Scientific Cloud Computing

We have recently published a paper describing our progress on Scientific Cloud Computing for materials simulations:
A high performance scientific cloud computing environment for materials simulations", K. Jorissen, F.D. Vila and J.J. Rehr, Comp. Phys. Comm. 183 (2012), p. 1911

In a previous publication we established proof-of-principle for Scientific Cloud Computing:
Scientific Computing in the Cloud", J.J. Rehr, F.D. Vila, J.P. Gardner, L. Svec and M. Prange, Comp. Sci. Eng. 12 (2010) 34-43.

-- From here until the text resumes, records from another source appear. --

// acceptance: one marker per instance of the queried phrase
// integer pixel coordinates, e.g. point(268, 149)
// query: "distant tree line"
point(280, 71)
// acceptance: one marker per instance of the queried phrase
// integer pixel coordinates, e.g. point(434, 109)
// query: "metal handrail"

  • What is the SC2IT Toolset?

    Who is the SCC Toolset for?

    The toolset is for people who are interested in launching and using virtual cloud clusters using our Scientific Cloud Computing Toolset. The virtual cloud cluster is optimized for materials simulations, although it could be used for other purposes, too. Using the SCC Toolset requires that you are working from a *NIX environment (Mac OS X, Linux, or Windows + Cygwin), that you are comfortable doing basic work from a commandline terminal, and that you have an Amazon Web Services account in good standing. You will not need to configure the virtual cluster or do any kind of system administration.
    (If you are a developer, however, you will find it easy to change just about any thing you want.)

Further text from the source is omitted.